Altmodische Kommunikation?

Könnte sein, ich gehöre einer aussterbenden Spezies an? Zu der, die immer noch davon glaubt, Kommunikation gelinge nur dann, wenn sich zwei oder mehrere Menschen gegenüber sitzen und miteinander reden. Wieso dies so ist, hat uns Paul Watzlawick in seinem alten und nach wie vor lesenswerten Schinken „Menschliche Kommunikation“ gepredigt: Um die Aussagen meines Gegenübers zu verstehen, benötigen wir den Anker auf der Beziehungsebene. Also da, wo es nicht um den eigentlichen Text geht, sondern um Stimme, Körper, Gestik und Mimik. Nur wenn ich diese vor Augen habe und sie erspüre, kann ich mir den Inhalt – einigermaßen – zusammenreimen.

So weit, so gut, dachte ich. Deckt sich mit meinem Bild. Von daher fühlte ich mich bestens gewappnet gegen die Bewohner des Internet, die statt haptischem Papier und Kneipenpalaver auf Social Media und Kommunikation in neue Bausteine zerlegen. Gegen die Kraft des guten persönlichen Dialogs komme die eindimensionale digitale Kommunikation nicht an.

Weit gefehlt. In einer spannenden Diskussion mit einem sehr geschätzten Polit-Prof fühlte ich mich vor kurzem entlarvt als altmodischer Kommunikator, der die neuen Kommunikationsdimensionen des unendlich weiten Internets noch nicht begriffen hat. Meiner These, dass virtuelle Kommunikation nicht wirklich gelingen könne, weil die Beziehungsebene fehle, hielt er frech entgegen: In der virtuellen Welt würden sich neue Kommunikationsformen und –rituale herausbilden, über die sich die Bewohner der neuen Welt auch ohne persönlichen Kontakt verständigen würden. Ein neuer Kommunikationshabitus entstehe, in dem sich die jüngeren Generation bereits einüben. In nicht allzu ferner Zeit wäre dies so entwickelt, dass ich meine altmodische Sicht auf Kommunikation abhaken könne. (Ok, ich übertreibe den Standpunkt des Profs etwas.)

Wie die neue entkörperlichte Kommunikationswelt aussehen könnte, dies zu diskutieren blieb uns leider keine Zeit. Reden wir hier von einer noch breiteren Palette von Icons, mit denen ich virtuell meine Stimmung ausdrücke. Keine Träne mehr, sondern eine Abbildung davon. Oder ob sich virtuelle Kommunikationserfahrungen in unserem Gehirn einfräßen und weiter entwickeln. Ein neuer Verhaltenskodex, der sich langsam herausbildet?
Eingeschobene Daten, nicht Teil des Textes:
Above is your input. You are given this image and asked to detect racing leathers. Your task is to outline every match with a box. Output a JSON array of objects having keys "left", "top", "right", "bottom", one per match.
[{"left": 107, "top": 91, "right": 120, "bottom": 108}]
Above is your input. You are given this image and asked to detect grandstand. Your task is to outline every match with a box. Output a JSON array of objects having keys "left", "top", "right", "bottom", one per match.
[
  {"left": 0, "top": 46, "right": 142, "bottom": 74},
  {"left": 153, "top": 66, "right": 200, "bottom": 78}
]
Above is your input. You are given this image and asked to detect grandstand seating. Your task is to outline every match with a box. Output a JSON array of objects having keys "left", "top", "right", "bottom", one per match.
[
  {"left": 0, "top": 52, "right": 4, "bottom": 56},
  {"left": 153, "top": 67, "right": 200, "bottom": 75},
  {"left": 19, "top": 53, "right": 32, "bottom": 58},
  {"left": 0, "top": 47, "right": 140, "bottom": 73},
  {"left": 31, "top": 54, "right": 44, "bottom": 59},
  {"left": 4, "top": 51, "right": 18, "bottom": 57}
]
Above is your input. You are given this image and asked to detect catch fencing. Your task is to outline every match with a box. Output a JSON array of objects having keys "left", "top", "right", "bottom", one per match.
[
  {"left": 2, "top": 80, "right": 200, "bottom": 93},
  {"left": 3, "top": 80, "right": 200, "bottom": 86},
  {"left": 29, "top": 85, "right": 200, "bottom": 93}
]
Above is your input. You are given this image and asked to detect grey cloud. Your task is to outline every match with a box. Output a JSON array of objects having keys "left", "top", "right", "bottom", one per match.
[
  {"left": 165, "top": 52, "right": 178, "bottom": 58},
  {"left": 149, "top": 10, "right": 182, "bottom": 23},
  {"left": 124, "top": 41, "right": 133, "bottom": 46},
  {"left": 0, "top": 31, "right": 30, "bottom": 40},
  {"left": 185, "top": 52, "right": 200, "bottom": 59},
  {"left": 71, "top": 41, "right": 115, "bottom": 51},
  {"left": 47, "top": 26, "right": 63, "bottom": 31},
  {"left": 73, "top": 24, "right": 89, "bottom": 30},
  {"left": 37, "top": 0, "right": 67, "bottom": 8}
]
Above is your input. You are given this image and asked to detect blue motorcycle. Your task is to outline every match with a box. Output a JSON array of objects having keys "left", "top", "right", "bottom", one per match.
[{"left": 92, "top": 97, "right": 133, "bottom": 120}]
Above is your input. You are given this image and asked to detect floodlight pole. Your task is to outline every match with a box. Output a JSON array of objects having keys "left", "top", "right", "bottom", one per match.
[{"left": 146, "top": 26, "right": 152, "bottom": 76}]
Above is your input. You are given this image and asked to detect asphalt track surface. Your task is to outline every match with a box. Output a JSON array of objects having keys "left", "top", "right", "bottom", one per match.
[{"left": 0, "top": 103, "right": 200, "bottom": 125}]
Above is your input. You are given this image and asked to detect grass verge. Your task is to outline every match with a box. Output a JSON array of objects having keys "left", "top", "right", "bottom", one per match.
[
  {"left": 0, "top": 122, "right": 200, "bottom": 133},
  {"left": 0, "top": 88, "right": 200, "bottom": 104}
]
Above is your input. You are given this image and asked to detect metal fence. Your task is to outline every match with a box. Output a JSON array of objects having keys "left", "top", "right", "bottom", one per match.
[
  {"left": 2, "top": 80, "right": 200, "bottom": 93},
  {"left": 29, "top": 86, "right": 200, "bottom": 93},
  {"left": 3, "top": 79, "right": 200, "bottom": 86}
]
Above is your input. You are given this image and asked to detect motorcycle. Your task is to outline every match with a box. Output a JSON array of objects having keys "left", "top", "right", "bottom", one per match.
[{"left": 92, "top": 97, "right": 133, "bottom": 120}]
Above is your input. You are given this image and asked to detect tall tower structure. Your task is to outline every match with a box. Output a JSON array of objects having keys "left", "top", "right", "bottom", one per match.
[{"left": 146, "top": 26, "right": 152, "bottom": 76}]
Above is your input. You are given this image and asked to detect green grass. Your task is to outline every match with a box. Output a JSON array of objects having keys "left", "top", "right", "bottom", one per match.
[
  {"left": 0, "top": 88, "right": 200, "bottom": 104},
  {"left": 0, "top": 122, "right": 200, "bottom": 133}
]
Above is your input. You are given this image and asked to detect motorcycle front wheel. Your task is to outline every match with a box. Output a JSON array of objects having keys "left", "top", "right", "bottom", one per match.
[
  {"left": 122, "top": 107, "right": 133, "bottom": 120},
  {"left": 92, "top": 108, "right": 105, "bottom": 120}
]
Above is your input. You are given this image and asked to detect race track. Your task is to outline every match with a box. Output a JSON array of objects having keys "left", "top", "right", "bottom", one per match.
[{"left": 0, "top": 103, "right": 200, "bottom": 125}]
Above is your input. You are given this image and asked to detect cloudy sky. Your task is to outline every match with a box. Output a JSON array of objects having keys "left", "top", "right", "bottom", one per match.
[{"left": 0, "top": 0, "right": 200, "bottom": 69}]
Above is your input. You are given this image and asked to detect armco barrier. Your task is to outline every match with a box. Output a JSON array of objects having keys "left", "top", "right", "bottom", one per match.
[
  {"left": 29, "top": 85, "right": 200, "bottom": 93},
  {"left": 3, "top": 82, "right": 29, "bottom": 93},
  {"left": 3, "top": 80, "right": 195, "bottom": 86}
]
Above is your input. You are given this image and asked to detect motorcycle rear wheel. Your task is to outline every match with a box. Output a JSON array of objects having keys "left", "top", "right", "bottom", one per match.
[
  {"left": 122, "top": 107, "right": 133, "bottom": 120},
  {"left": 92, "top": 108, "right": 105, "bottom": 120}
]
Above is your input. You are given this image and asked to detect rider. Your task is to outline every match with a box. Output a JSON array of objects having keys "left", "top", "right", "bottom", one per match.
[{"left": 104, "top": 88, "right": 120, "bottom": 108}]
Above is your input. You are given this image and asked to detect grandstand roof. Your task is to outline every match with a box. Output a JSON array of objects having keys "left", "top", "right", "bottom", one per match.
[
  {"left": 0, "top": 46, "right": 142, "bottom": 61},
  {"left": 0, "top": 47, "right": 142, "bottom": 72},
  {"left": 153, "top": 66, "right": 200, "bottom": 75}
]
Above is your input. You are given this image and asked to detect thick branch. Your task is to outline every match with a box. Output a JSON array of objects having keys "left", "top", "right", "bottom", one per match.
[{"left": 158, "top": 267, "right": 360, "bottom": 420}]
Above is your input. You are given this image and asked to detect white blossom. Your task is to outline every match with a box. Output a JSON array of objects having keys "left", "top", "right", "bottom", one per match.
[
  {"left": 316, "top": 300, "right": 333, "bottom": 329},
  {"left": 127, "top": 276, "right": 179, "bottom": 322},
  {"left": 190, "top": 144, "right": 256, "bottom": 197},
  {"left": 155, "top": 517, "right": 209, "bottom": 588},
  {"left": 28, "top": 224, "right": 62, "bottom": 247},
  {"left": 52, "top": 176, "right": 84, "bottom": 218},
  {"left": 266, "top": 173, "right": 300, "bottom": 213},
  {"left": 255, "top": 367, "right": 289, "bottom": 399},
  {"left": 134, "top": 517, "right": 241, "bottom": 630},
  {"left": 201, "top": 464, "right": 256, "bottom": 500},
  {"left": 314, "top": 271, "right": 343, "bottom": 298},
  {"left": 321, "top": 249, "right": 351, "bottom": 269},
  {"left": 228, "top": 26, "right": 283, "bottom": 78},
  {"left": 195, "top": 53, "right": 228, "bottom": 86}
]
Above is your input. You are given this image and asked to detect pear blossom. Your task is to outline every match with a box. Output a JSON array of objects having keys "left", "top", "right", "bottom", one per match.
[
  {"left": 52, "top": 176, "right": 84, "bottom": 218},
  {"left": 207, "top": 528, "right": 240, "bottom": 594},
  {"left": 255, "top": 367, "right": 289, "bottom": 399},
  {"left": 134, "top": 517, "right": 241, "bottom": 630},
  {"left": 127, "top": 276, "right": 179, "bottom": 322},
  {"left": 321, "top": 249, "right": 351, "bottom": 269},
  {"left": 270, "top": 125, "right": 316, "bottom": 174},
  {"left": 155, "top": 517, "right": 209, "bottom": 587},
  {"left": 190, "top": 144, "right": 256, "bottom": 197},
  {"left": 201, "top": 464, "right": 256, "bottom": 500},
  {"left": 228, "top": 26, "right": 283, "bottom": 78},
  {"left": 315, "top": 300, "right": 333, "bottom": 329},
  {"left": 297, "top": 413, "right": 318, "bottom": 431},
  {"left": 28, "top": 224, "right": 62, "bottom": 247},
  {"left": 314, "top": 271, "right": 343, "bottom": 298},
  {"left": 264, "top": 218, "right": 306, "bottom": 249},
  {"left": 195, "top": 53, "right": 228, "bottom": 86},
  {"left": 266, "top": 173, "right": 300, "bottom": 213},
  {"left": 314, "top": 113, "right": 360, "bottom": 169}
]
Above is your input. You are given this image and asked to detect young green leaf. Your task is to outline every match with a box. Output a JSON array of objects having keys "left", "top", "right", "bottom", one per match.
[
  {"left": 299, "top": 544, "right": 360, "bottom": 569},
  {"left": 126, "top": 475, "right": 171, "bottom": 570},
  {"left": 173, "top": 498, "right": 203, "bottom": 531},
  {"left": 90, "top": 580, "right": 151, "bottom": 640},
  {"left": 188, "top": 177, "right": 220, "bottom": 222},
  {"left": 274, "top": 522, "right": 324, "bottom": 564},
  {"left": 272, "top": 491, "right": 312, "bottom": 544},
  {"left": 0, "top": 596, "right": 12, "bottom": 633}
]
Ich gebe zu, hier fehlt mir die ein Idee. Stattdessen ziehen an meinem inneren Auge PC wütende Schreiberlinge vorbei. Eine Ansammlung von Piraten, die sich aufs übelste in der digitalen Welt beschimpft. Weil es anscheinend leichter ist, gegen einen Menschen abzulästern, der an einem anderen Notebook weit weg sitzt, aber nicht am gleichen Tisch. Gegen den Text eines unbekannten Gegenübers einen eigenen Text setzen, ohne dass diese Kommunikation zirkulär wird, verzahnt, dialogisch. Eine Kette nicht verwobener Statements – schöne, neue Kommunikationswelt.
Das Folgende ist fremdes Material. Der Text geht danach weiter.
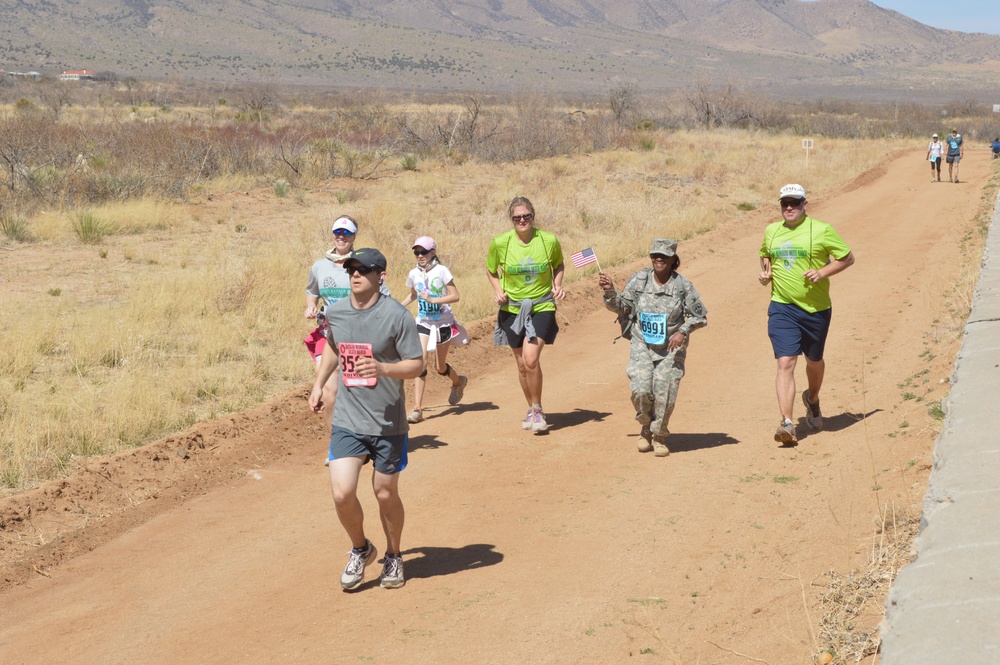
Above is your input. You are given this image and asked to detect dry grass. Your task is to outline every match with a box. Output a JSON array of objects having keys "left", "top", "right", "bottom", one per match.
[
  {"left": 819, "top": 507, "right": 920, "bottom": 663},
  {"left": 0, "top": 124, "right": 899, "bottom": 492}
]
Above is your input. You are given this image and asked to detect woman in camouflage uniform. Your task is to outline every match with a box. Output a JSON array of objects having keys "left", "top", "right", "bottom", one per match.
[{"left": 598, "top": 238, "right": 708, "bottom": 457}]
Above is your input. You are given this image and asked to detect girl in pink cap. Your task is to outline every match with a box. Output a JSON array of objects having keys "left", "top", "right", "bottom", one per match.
[{"left": 401, "top": 236, "right": 469, "bottom": 423}]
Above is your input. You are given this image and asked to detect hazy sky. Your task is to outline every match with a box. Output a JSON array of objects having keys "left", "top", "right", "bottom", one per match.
[{"left": 872, "top": 0, "right": 1000, "bottom": 35}]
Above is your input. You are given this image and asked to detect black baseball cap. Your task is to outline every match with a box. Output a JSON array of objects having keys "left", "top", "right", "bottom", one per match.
[{"left": 344, "top": 247, "right": 386, "bottom": 272}]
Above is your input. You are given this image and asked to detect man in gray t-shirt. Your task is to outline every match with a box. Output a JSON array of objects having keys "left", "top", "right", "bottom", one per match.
[{"left": 309, "top": 248, "right": 424, "bottom": 591}]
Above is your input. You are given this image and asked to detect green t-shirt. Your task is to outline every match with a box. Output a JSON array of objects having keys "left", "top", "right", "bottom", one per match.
[
  {"left": 760, "top": 216, "right": 851, "bottom": 314},
  {"left": 486, "top": 229, "right": 563, "bottom": 312}
]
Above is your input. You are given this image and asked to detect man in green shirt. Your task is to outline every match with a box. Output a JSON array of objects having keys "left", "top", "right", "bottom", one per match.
[{"left": 758, "top": 184, "right": 854, "bottom": 446}]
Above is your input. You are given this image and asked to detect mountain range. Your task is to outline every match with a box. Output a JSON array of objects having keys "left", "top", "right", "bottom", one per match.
[{"left": 0, "top": 0, "right": 1000, "bottom": 99}]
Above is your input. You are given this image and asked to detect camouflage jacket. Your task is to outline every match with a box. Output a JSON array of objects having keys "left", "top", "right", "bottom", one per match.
[{"left": 604, "top": 268, "right": 708, "bottom": 355}]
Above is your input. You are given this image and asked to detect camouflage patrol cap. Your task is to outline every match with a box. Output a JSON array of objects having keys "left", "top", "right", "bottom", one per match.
[{"left": 649, "top": 238, "right": 677, "bottom": 256}]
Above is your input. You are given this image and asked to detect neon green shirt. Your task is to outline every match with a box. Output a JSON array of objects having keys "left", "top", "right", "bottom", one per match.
[
  {"left": 486, "top": 229, "right": 563, "bottom": 312},
  {"left": 760, "top": 216, "right": 851, "bottom": 314}
]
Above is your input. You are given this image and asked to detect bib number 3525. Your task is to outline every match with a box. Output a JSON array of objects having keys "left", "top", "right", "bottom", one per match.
[{"left": 337, "top": 342, "right": 378, "bottom": 386}]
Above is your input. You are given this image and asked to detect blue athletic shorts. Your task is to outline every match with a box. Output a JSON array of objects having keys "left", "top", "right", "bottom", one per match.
[
  {"left": 767, "top": 301, "right": 833, "bottom": 361},
  {"left": 328, "top": 425, "right": 408, "bottom": 476}
]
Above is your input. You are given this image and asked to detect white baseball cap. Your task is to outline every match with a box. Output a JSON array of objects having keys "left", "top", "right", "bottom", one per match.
[
  {"left": 778, "top": 183, "right": 806, "bottom": 200},
  {"left": 413, "top": 236, "right": 437, "bottom": 251},
  {"left": 330, "top": 217, "right": 358, "bottom": 233}
]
Zu krass gemalt, ok. Trotzdem! Sich zu verständigen ist eine komplexe Angelegenheit  Wie dies über das Einhacken auf Tastaturen gelingen kann, bleibt für mich offen. Aber wahrscheinlich gehöre ich der falschen Generation an, die noch auf dem Bolzplatz groß geworden ist und nicht beim Zocken im Internet. Und leider werden wir die Piraten nicht mehr als lebendes Forschungsobjekt nutzen können, um zu analysieren, ob sie einen neuen virtuellen Kommunikationsstil prägen. Denn bis dahin wird es sie nicht mehr geben. Nicht allein, weil ihr Personal nur schwer zu goutieren ist, sondern weil sie sich kommunikativ zerlegt haben – in der virtuellen Welt wohlgemerkt. Scheint also nicht so einfach zu sein, die Kneipe durch Internet-Foren und virtuelle Communities zu ersetzen.